Domain SSL issues


#1

Can any one check my Domain Bigg Boss tamil season 2 SSL Working or not.


#2

Works for me.

biggbosstamilupdates.com www.biggbosstamilupdates.com
RSA 2048 bits
Valid from Sat, 05 May 2018 15:20:41 UTC
Valid until Fri, 03 Aug 2018 15:20:41 UTC (expires in 2 months and 5 days)|

You do, however, support weak Diffie-Hellman (DH) key exchange parameters
https://www.ssllabs.com/ssltest/analyze.html?d=biggbosstamilupdates.com


#3

Weak DH primes will cause trouble; as the prime key size is un-negotiated. If the client requires a higher size they will not connect. Any connection reattempt will produce the same failed connection.

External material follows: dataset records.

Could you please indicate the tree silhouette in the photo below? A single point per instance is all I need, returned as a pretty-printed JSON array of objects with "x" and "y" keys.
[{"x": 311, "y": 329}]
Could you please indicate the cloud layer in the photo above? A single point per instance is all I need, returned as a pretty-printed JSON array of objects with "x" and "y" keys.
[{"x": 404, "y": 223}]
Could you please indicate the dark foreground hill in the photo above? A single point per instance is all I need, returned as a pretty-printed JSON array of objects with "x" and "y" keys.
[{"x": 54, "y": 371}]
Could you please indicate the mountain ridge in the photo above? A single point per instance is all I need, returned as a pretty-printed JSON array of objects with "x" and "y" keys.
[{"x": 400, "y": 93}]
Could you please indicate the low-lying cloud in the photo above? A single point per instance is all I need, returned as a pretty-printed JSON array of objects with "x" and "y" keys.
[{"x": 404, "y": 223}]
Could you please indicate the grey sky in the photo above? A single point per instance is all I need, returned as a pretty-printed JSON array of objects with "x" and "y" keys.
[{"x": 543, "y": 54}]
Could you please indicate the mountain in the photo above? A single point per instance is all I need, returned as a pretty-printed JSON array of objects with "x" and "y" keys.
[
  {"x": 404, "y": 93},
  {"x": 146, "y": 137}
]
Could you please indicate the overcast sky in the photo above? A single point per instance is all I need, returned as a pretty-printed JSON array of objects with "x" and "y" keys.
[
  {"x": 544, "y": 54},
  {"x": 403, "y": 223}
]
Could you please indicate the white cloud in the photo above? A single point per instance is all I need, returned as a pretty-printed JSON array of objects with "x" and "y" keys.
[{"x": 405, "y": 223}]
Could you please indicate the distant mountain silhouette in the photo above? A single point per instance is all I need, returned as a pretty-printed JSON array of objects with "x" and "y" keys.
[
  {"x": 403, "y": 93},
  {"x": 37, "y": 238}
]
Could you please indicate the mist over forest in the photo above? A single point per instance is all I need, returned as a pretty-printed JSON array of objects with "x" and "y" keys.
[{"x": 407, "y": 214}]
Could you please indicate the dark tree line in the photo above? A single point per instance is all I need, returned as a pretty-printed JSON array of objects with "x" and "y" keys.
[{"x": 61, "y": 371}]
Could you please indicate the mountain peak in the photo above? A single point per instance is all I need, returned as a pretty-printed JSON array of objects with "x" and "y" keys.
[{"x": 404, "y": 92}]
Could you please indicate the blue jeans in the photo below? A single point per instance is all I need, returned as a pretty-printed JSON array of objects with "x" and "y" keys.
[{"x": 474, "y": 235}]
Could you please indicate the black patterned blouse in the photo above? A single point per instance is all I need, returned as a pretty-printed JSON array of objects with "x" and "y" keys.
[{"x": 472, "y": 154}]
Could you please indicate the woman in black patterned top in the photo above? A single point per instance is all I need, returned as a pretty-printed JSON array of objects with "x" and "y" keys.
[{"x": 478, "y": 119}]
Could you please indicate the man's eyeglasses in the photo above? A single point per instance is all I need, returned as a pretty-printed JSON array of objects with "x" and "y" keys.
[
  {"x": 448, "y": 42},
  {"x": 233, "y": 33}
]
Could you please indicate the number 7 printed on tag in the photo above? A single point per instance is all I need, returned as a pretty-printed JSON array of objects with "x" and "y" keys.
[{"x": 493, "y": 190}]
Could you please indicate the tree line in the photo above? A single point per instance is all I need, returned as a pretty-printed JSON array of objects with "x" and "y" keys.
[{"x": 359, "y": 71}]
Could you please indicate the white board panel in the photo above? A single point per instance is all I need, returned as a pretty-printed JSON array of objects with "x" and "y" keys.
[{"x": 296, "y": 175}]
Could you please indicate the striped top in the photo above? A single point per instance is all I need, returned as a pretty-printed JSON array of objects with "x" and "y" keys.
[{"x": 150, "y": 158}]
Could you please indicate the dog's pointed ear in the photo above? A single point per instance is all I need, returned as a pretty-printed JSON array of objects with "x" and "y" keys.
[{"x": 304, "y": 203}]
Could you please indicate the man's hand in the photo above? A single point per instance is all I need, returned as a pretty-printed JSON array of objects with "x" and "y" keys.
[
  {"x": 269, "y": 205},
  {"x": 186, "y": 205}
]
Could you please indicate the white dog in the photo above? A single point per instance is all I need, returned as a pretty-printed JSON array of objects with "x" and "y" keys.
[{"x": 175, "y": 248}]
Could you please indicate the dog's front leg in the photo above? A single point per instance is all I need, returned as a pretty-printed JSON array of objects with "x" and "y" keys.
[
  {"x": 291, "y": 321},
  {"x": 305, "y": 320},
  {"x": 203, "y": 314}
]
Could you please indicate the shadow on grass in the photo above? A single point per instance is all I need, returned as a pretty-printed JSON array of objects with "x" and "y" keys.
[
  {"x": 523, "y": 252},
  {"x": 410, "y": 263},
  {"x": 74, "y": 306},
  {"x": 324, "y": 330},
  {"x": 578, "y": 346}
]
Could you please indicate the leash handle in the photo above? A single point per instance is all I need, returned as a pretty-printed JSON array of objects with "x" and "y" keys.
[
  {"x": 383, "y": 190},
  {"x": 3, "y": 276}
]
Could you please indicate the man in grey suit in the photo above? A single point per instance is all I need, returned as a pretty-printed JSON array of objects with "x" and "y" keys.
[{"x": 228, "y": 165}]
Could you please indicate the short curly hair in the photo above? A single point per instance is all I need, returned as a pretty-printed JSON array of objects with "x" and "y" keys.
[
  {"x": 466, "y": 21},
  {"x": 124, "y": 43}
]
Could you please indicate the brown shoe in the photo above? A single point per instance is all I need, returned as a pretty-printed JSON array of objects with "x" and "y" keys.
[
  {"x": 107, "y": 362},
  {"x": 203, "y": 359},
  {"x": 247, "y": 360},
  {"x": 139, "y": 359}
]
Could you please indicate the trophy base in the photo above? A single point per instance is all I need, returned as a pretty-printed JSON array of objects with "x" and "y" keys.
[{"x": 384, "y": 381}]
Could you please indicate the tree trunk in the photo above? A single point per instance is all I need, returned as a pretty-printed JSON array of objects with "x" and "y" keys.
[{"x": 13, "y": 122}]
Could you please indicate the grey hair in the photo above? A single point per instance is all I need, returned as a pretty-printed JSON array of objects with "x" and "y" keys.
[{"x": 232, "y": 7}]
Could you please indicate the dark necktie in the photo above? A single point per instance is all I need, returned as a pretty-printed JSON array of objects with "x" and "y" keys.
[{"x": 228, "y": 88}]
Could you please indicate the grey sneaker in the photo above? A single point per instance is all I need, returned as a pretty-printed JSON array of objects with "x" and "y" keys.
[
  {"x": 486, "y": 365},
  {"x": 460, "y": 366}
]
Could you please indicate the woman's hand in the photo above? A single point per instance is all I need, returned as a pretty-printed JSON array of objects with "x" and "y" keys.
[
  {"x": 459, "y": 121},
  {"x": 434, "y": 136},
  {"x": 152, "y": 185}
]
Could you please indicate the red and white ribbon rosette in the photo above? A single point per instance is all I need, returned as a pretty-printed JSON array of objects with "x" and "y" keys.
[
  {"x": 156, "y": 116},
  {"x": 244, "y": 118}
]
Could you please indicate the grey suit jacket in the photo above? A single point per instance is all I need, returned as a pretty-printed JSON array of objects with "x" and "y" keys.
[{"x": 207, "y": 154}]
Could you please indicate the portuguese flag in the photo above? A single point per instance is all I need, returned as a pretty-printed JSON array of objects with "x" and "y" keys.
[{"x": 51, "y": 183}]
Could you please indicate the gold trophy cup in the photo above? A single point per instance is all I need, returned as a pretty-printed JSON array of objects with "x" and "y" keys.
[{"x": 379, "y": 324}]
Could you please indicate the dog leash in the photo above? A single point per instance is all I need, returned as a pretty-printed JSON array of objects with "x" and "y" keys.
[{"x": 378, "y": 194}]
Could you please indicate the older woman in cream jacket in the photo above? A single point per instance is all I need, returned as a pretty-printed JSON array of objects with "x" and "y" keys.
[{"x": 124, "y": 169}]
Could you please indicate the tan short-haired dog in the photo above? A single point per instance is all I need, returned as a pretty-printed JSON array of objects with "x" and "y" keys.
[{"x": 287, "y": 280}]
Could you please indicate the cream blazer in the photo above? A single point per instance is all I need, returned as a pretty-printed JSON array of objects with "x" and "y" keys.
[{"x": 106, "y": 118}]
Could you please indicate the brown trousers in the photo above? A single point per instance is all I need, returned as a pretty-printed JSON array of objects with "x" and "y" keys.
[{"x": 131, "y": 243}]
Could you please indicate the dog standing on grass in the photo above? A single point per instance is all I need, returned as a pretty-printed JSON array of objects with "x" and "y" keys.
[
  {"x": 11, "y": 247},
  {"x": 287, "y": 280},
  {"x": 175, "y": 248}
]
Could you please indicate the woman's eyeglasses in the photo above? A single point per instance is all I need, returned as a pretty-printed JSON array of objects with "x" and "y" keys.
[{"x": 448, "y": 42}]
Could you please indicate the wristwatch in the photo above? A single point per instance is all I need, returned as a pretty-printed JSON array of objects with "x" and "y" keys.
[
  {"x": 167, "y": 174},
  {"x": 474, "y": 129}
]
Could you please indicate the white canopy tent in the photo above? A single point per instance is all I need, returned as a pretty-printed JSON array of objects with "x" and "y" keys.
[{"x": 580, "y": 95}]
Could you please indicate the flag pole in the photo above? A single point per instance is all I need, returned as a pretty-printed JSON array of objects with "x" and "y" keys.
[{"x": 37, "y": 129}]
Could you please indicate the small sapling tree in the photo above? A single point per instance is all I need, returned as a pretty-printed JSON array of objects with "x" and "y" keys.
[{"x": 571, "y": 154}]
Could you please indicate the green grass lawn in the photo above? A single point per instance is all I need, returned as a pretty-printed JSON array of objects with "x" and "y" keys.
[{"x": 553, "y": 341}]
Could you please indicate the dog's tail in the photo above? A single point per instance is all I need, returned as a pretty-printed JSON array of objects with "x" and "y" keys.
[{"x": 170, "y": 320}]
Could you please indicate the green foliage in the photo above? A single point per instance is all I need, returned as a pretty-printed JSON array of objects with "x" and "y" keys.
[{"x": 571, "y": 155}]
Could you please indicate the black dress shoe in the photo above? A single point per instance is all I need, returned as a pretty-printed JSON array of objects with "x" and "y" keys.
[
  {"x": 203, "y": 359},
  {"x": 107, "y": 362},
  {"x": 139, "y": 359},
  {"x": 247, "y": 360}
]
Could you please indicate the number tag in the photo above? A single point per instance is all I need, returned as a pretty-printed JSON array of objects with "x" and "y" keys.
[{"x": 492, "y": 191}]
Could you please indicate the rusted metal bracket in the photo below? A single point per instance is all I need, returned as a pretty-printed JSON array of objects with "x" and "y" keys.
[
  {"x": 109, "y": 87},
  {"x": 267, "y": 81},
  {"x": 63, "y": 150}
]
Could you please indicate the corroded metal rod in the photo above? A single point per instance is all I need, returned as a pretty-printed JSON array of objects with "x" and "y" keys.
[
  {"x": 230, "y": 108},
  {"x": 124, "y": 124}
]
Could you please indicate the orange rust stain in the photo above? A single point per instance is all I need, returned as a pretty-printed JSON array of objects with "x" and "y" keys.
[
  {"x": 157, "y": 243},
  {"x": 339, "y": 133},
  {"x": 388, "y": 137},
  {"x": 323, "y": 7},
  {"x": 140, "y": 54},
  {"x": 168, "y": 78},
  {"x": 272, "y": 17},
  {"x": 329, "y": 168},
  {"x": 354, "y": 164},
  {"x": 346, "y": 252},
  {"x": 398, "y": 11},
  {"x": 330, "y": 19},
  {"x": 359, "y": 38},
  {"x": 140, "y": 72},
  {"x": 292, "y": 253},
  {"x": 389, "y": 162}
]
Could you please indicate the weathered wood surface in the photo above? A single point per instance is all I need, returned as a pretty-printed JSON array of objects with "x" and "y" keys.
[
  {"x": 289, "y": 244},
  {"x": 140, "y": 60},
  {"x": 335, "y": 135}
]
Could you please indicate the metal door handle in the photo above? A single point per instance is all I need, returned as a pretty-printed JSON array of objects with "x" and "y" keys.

So, if you must support DH/DHE, your config should NOT prefer them over ECDHE.

DHE is third on the list:
#1 TLS_ECDHE_RSA_WITH_AES_128_GCM_SHA256 (0xc02f) ECDH secp256r1 (eq. 3072 bits RSA)
#2 TLS_ECDHE_RSA_WITH_AES_256_GCM_SHA384 (0xc030) ECDH secp256r1 (eq. 3072 bits RSA)
#3 TLS_DHE_RSA_WITH_AES_128_GCM_SHA256 (0x9e) DH 1024 bits

If any client connects that doesn’t support ciphers #1 nor #2 they are probably not going to connect via #3.


#4

This topic was automatically closed 30 days after the last reply. New replies are no longer allowed.